Fun Fact: In her younger days, Susan was a high-school cheerleader. Apparently her school spirit didn’t continue much past then, because this was supposedly her first tailgating experience.

Worst Concept: We know Susur’s cooking gets weird whenever he feels culturally disadvantaged — “I did not know what the hell’s going on,” is how he put it this week — but there’s really no excuse for serving steak and dumplings on the same plate. Considering that the steak was prepared Korean-style while the dumpling was apparently an Austrian recipe, he may just want to blame this one on a case of temporary insanity.

Most Disappointing Performance: In earlier episodes, chef Obi-Wan, né Jonathan, impressed us with his well-executed, straightforward dishes that pleased a majority of diners and judges. But now, perhaps worn down by the competition, he’s starting to look like the weakest link. Jonathan seemed poised to win after learning that he’d be cooking on a grill. “I’ve been grilling as a professional for 35 years,” he crowed. But what he served up turned out to be a predictable steak taco with guacamole. He so mailed this one in that he didn’t even bother to heat the tortillas on the grill. Equally unimaginative was his Quickfire dish, which he copied from his restaurant’s menu. Not only that, but it lacked the crab-leg meat that was the key ingredient in the dish. When he heard that criticism, all he could manage was, “It’s not about the crab, it’s about the pasta,” which shows just how much he didn’t get the challenge. If he doesn’t shape up next week, our money’s on him to get cut. “Our legs weren’t as good as Kelly’s today” was still a good line, though.

Winner: With her spicy skirt-steak tacos and homemade salsas, Susan took first place this week after winning the Quickfire challenge to boot. She also moved into the top fund-raising spot, having earned $35,000 so far for her charity. There was something heartwarming about her win, which means her sunny personality is winning us over as much as her colleagues. There was more to it, though. Now the last female in this competition, there was a certain satisfaction in her claiming victory over a bunch of egocentric men with a grill, an instrument so loaded with primitive notions of masculinity. We’ve one bone to pick, however. “It’s the presentation that is, like, it just is what it is,” Susan explained, reflecting her focus on flavor. But the stage for ugly plates has really passed, and if she’s going to advance further, she’s going to have to clean up her plating.

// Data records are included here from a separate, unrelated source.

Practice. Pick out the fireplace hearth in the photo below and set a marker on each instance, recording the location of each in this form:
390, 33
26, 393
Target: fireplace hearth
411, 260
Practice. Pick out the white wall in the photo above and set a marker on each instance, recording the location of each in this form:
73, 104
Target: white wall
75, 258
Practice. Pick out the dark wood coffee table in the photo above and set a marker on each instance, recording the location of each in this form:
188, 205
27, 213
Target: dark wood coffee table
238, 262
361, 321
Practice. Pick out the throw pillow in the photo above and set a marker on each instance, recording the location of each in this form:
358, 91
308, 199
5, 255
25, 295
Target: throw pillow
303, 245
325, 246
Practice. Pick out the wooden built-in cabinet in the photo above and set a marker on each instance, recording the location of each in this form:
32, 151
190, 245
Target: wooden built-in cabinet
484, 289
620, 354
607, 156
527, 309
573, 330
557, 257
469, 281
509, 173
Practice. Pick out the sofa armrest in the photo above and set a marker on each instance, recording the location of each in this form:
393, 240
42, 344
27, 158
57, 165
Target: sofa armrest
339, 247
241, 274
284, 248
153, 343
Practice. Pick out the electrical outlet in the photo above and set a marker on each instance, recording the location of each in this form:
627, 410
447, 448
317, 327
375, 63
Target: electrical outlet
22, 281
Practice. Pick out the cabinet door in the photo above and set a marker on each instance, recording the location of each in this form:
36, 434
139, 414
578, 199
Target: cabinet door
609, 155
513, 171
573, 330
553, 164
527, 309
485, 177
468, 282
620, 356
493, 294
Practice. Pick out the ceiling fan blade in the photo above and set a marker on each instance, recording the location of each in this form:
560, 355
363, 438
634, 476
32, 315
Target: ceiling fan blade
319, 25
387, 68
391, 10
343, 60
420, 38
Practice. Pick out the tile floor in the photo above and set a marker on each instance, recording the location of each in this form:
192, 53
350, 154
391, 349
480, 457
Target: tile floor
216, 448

Loser: “One of my concerns was, do I still have it?” Tony asked early on in the episode. In the end, we found out that he didn’t quite have what it takes to move forward in this competition. His final dish, grilled pizza, had all the right intentions and made enough sense for a tailgate party, but he didn’t quite pull through. At first the reception to his dish seemed strong, but apparently you can’t trust the pizza sensibilities of southern Californians, a British man, and Tony himself. James and Gael, representing the notoriously hard-to-please faction of New York pizza eaters, dismissed the crust as an overcooked, dry foundation to some decent toppings, so Tony was sent packing with just a half-star lower than Jonathan. “I think my odds of winning would be greater if this was a tailgate party in Milan at a soccer game,” he said, batting those puppy-dog eyes. I guess we’ll never know.

Best Judge Banter: “I don’t know about you guys, but I am feeling more like a manly American by the minute,” James said as he bit into another taco. Touché to Jay, then, who retorted, “James, any plate of food that can do that to you is a miracle.”